For another example: “The stipend for summer projects was given as a lump sum under KVPY, although it was given after the project was completed,” Acharya said. “This was still better than INSPIRE, which gives only the amounts that are justified with bills and tickets (which had their own restrictions), and thus often people could not utilise their summer stipend fully.”
“I joined the Institute in 2004 and I saw the KVPY program up and running,” Dipshikha Chakravortty, a professor at the Department of Microbiology at IISc, said. “The students who clear the test and the interviews and are admitted to IISc and other institutes make their mark and I have not seen such kind of students from any other exams.”
According to her, abolishing KVPY will open the door to mediocracy. “This will be a disaster for basic sciences,” Chakravortty said.

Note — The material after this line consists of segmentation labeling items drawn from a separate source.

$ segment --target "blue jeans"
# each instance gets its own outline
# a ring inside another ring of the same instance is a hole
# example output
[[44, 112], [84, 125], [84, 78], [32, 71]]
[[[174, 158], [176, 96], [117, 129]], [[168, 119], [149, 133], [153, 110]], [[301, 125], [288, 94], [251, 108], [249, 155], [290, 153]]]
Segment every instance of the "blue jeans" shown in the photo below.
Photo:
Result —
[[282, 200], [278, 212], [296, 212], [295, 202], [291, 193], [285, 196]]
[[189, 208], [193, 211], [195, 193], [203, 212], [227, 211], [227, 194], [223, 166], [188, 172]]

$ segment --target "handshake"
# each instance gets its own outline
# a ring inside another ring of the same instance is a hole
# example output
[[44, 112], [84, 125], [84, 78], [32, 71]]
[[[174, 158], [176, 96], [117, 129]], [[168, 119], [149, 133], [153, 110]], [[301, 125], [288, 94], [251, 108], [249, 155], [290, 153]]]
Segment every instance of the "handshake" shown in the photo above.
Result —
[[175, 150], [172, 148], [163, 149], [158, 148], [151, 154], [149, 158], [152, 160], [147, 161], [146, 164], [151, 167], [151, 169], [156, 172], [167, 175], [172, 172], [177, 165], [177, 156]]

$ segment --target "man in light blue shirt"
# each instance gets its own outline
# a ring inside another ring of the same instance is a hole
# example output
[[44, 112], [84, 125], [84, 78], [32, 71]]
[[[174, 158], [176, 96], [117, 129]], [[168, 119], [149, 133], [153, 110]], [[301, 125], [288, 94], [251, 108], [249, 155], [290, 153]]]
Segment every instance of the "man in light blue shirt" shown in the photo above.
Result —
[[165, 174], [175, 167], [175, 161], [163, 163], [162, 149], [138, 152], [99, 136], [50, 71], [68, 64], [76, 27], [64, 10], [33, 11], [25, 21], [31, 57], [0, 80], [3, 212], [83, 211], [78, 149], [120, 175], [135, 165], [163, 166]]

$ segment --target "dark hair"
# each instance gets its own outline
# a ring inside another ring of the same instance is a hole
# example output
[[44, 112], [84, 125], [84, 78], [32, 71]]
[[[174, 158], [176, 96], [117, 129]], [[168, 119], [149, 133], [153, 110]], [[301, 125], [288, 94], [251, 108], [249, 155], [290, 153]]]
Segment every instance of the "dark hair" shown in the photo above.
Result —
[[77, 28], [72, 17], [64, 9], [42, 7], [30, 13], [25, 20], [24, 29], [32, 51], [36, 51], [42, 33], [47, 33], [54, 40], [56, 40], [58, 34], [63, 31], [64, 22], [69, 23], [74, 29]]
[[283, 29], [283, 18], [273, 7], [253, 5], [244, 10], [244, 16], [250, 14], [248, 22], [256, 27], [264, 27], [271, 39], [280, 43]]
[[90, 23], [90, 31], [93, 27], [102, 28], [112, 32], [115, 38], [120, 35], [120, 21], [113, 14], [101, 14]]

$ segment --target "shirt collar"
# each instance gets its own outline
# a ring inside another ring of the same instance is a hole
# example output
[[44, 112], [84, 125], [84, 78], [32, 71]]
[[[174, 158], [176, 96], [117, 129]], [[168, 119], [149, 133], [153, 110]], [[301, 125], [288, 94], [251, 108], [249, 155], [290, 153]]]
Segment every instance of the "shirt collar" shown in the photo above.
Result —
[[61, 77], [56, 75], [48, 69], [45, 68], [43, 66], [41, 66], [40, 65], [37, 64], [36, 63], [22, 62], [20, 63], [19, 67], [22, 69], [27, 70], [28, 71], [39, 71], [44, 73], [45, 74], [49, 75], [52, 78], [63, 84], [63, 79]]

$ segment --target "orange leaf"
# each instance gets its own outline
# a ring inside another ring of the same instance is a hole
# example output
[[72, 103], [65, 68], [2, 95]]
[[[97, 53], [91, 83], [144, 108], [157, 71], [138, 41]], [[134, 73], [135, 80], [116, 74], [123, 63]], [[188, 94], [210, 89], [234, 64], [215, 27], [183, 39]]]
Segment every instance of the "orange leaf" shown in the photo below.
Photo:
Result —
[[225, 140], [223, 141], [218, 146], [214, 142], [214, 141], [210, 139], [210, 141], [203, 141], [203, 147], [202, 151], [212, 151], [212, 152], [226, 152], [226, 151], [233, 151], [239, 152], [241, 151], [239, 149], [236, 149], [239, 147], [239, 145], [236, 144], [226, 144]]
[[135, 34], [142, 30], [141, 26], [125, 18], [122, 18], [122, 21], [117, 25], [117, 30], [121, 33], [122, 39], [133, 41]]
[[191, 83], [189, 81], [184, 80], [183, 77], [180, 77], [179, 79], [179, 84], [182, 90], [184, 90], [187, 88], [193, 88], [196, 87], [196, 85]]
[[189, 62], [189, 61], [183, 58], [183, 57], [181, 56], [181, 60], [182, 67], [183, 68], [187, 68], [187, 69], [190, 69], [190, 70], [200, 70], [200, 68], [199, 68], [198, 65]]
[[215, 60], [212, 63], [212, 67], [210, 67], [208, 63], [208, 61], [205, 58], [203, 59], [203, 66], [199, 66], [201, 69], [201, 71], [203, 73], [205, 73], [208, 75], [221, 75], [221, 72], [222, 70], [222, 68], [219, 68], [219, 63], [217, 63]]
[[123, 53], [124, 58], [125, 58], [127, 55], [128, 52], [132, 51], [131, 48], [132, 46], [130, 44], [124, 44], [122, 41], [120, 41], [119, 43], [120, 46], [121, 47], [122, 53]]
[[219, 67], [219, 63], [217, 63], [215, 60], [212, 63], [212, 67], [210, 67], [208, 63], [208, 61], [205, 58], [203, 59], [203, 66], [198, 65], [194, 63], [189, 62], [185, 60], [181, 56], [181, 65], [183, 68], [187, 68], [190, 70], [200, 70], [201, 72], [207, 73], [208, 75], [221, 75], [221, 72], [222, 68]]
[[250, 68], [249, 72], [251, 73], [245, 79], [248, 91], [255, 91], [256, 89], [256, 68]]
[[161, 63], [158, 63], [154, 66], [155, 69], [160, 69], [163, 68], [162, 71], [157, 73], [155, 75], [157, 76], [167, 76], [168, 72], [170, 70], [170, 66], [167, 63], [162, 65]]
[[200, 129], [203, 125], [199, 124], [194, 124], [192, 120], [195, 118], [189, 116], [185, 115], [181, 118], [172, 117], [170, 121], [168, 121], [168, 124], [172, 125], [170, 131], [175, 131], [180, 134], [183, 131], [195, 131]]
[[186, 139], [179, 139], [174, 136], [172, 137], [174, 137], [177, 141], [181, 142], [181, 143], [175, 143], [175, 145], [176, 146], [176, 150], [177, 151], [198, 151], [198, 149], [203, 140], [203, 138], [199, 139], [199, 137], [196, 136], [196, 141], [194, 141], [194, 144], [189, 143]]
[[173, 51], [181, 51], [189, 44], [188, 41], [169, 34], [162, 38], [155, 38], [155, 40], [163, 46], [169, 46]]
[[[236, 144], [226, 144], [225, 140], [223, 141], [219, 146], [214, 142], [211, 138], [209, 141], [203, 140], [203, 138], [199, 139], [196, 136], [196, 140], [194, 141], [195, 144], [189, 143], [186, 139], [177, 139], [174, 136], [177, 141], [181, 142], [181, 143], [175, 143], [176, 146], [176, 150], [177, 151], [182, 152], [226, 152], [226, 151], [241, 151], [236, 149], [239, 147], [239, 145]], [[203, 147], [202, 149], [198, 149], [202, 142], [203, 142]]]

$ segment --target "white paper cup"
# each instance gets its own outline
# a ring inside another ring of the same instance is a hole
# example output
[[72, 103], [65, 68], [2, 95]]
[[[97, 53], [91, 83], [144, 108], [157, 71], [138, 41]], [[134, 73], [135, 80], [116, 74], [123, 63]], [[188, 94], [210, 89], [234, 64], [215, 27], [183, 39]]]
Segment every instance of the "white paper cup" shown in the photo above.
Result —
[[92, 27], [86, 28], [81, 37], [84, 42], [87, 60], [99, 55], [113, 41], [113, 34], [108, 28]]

Some past fellows and their mentors have written on Twitter and Facebook asking the government to restore KVPY in its original form. Bandopadhyaya said however that while there is a collective sense of loss, no organised response has been initiated so far.
“KVPY empowered me in ways I can’t even explain,” Jha said. “It gave me confidence at the right time to pursue my curiosity and science which clearly is still continuing. It also gave me long-term peers and friends in this field via camp, IISER and various projects I have done over the years.”
Note: This article originally said that the KVPY exam had a weight of 25% and the interview, 75%. It’s really the other way; the mistake was corrected at 6:59 pm on July 22, 2022.